First Person: attack on Gaza
by Kathryn Shihadah
Tuesday morning, November 12th 2019, a group of mostly American advocates for Palestine gathered to talk about life in Israel and the occupied Palestinian territories.
We had been in Israel/Palestine for several days, observing the monotony of the occupation: the constant presence of military personnel with automatic weapons, unwelcome blue-and-white Israeli flags in Palestinian land, barbed wire everywhere.
But overnight, there had been an “escalation”: a Palestinian military leader in Gaza, Bahaa Abu al-Ata, had been assassinated. We knew that assassination (aka “trial by murder”) denies the accused the fundamental right to due process, and is incompatible with democracy – not to mention human decency.
Also dead was Abu al-Ata’s wife, the inevitable “collateral damage.”

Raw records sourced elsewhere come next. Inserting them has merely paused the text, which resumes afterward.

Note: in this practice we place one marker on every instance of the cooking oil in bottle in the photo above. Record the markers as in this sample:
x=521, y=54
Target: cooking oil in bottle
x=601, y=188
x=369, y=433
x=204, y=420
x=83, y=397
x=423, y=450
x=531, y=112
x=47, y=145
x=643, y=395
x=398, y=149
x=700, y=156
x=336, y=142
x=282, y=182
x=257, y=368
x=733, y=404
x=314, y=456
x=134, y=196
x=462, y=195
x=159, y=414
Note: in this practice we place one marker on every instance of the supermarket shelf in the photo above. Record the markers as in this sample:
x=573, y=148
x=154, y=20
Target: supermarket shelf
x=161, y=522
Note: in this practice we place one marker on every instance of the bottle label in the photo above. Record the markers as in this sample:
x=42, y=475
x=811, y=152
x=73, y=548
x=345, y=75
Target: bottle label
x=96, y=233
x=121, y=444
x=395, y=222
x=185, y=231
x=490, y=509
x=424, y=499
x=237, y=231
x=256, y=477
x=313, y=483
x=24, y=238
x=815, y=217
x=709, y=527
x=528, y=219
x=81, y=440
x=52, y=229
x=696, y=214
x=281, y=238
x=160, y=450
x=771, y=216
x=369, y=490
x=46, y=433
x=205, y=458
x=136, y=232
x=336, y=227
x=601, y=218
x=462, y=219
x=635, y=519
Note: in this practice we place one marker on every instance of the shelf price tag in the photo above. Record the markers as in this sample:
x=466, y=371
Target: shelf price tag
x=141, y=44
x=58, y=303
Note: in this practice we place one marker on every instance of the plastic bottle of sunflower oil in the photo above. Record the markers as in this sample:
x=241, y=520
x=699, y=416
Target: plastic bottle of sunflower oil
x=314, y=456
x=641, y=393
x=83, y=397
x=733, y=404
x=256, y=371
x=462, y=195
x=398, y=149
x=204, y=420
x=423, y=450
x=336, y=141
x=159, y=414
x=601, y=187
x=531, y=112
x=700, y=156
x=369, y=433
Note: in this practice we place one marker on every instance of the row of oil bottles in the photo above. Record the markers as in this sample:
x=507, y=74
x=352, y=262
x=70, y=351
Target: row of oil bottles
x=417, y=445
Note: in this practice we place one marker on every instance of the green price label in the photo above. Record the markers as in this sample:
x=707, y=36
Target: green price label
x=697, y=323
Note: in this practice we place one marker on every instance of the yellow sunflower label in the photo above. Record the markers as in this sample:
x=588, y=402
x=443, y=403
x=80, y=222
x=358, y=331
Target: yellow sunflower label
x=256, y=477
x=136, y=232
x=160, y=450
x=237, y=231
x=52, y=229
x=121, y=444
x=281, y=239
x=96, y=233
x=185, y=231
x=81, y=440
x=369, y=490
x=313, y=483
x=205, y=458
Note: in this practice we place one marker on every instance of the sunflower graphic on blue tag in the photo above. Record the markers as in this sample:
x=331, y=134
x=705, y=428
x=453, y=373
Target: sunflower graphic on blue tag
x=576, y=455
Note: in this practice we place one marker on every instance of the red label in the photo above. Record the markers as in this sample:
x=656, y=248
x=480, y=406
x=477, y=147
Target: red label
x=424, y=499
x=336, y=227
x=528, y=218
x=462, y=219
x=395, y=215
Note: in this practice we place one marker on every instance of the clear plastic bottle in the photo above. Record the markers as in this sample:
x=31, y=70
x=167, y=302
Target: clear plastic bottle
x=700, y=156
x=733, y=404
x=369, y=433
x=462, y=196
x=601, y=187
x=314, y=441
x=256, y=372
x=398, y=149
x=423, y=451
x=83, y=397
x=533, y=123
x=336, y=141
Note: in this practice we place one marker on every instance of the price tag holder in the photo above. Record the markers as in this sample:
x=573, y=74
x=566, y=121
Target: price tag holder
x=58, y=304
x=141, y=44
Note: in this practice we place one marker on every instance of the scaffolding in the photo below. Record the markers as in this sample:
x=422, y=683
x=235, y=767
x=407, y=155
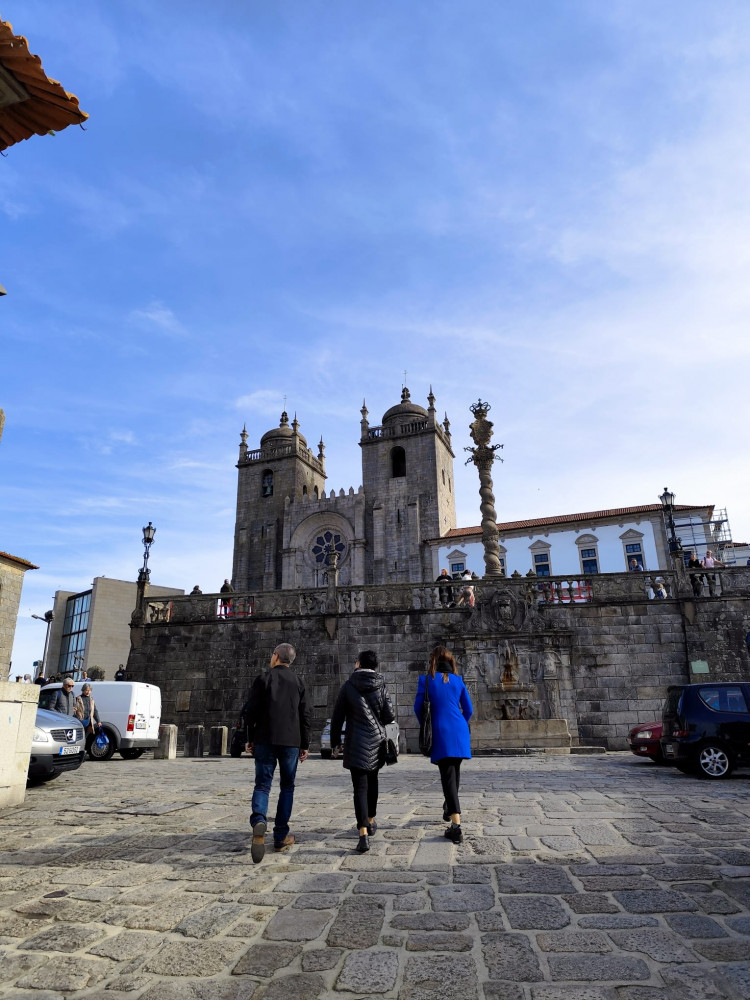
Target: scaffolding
x=697, y=535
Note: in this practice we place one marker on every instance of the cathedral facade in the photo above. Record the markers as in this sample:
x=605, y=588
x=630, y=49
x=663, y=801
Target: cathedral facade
x=288, y=528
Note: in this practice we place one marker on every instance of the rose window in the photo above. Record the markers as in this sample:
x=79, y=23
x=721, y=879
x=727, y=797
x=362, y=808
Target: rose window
x=324, y=544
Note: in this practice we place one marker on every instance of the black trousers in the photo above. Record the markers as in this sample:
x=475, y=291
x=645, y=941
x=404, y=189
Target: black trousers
x=450, y=777
x=365, y=784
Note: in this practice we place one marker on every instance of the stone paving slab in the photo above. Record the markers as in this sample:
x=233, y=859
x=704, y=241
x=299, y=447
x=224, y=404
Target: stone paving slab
x=580, y=878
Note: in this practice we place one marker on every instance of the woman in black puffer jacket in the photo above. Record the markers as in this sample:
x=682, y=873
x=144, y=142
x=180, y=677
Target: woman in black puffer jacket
x=364, y=705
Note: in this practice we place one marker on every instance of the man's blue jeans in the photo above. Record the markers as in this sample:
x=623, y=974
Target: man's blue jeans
x=266, y=756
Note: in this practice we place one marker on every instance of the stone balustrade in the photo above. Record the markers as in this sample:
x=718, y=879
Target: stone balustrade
x=543, y=591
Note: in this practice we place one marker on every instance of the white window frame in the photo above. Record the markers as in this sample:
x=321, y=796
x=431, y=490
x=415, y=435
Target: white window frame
x=633, y=537
x=588, y=541
x=539, y=548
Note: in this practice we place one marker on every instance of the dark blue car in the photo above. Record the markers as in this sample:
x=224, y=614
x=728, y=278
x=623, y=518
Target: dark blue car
x=706, y=728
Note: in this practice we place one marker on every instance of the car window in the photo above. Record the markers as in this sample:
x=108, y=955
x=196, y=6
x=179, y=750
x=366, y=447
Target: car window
x=730, y=699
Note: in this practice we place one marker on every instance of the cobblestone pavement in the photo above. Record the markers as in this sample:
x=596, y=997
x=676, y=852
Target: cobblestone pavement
x=580, y=878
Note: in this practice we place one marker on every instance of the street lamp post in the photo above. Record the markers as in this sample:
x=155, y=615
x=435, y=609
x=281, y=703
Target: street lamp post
x=144, y=573
x=48, y=618
x=675, y=544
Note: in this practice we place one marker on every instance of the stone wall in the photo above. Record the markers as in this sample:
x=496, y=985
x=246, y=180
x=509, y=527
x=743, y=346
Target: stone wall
x=599, y=653
x=17, y=718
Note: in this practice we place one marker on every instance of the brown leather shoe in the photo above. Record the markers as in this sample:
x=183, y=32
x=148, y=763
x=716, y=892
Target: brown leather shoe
x=258, y=846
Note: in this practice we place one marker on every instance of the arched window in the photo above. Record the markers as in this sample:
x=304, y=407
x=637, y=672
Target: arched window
x=398, y=463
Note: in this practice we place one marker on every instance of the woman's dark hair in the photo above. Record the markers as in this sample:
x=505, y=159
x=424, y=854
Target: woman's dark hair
x=368, y=659
x=442, y=661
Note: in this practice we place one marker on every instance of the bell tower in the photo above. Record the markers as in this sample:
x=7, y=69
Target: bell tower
x=407, y=474
x=282, y=467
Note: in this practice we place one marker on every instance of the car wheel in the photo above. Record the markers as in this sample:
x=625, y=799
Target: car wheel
x=99, y=753
x=714, y=762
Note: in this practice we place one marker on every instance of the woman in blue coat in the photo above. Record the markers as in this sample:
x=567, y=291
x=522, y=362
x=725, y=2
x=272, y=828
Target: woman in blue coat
x=451, y=710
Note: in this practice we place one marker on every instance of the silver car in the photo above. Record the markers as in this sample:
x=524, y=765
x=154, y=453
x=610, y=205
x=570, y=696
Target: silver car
x=59, y=744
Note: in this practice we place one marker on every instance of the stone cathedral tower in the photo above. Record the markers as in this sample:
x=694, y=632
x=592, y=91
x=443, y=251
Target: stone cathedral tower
x=287, y=526
x=282, y=467
x=407, y=474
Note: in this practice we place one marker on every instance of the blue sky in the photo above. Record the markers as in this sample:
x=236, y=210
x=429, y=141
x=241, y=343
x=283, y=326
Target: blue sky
x=543, y=204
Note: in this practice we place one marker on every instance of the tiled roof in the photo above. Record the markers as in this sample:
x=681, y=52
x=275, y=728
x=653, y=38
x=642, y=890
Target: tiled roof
x=16, y=559
x=592, y=515
x=33, y=104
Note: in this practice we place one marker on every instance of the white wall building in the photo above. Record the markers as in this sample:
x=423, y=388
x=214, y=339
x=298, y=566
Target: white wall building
x=603, y=541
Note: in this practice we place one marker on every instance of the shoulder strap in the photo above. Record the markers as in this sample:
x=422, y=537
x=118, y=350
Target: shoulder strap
x=376, y=711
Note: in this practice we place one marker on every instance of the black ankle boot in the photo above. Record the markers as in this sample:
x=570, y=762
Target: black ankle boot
x=454, y=833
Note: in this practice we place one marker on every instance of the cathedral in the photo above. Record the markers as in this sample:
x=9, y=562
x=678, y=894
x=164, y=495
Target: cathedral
x=288, y=527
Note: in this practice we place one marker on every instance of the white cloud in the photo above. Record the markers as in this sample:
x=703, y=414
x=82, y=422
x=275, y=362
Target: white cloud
x=160, y=318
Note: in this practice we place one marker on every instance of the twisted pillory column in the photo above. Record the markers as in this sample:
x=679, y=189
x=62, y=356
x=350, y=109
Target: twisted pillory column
x=483, y=455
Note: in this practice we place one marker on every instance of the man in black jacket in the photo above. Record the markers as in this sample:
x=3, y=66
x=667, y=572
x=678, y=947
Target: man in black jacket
x=278, y=730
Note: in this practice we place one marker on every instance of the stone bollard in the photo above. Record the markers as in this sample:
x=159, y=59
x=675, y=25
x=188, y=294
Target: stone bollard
x=167, y=749
x=193, y=741
x=217, y=741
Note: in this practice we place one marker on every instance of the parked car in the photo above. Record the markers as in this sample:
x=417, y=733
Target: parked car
x=130, y=713
x=326, y=750
x=58, y=745
x=644, y=741
x=706, y=728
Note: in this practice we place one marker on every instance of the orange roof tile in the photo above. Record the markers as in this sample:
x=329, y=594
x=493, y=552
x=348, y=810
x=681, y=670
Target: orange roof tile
x=17, y=559
x=537, y=522
x=30, y=102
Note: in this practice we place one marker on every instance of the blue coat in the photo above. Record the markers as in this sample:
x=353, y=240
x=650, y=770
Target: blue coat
x=451, y=710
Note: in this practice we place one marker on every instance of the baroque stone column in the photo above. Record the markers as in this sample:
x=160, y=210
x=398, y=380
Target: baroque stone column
x=483, y=455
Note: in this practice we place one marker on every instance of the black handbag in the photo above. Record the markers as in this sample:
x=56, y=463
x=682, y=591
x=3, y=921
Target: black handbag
x=391, y=752
x=425, y=723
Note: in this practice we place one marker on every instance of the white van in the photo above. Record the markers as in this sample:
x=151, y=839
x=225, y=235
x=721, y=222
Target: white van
x=130, y=713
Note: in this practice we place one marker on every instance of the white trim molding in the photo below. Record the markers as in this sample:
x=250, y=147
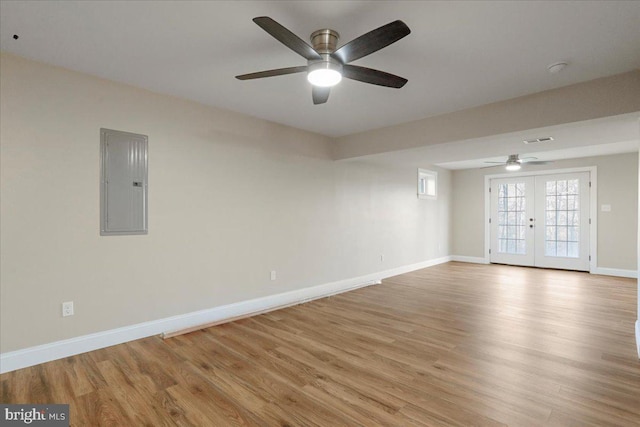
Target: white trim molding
x=469, y=259
x=617, y=272
x=12, y=360
x=638, y=337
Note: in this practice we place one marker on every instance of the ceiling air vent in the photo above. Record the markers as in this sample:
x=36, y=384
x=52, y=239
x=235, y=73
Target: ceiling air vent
x=538, y=140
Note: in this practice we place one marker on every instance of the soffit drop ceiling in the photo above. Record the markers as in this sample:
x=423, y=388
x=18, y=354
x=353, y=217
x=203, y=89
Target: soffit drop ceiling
x=459, y=54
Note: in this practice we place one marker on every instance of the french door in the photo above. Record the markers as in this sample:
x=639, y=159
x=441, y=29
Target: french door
x=541, y=221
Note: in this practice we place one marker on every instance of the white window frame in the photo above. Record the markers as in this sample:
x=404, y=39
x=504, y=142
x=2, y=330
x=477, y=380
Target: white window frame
x=426, y=191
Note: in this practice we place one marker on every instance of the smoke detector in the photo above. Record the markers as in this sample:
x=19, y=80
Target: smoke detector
x=556, y=67
x=538, y=140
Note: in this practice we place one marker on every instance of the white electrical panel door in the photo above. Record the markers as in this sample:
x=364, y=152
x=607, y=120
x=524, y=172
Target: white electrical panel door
x=123, y=183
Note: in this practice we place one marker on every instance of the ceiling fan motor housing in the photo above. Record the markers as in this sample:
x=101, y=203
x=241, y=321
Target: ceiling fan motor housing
x=325, y=41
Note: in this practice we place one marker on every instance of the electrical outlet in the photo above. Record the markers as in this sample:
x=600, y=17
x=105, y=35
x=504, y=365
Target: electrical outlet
x=67, y=308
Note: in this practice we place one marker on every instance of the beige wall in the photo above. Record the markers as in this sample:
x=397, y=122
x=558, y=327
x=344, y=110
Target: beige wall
x=617, y=230
x=230, y=198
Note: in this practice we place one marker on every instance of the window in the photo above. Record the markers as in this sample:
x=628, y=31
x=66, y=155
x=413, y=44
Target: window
x=427, y=184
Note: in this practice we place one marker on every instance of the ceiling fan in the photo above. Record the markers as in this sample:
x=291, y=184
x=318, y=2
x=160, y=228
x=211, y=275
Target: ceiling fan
x=514, y=162
x=326, y=65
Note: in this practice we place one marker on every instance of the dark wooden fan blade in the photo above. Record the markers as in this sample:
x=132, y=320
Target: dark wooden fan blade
x=272, y=73
x=286, y=37
x=375, y=77
x=372, y=41
x=320, y=94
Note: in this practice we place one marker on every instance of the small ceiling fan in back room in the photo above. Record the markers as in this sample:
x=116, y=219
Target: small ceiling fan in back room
x=514, y=162
x=326, y=65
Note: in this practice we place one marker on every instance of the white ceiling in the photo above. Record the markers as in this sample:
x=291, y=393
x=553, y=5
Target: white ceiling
x=459, y=54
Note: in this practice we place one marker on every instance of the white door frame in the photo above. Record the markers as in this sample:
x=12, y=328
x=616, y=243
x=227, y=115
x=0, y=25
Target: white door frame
x=593, y=207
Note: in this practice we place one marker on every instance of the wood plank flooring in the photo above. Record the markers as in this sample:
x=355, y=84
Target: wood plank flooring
x=452, y=345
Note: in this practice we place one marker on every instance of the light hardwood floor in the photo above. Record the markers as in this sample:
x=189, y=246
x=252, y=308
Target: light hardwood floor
x=456, y=344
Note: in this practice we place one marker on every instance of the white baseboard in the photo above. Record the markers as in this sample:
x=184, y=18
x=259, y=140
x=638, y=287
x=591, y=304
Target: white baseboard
x=471, y=259
x=618, y=272
x=638, y=337
x=10, y=361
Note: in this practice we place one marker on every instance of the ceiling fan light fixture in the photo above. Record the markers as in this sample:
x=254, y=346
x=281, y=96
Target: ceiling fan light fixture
x=324, y=73
x=513, y=166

Later in the morning Abu al-Ata was buried according to Islamic custom, and Gaza’s resistance expressed its anger over the assassination by shooting rockets toward Israel.
Eyewitnesses
At 3:00 pm, our group stood next to the Wall that Israel built around the Palestinian West Bank. We listened as a local activist discussed its nicknames: Apartheid Wall, Separation Wall, Security Wall, and his personal favorite, “Annexation and Colonization Wall.”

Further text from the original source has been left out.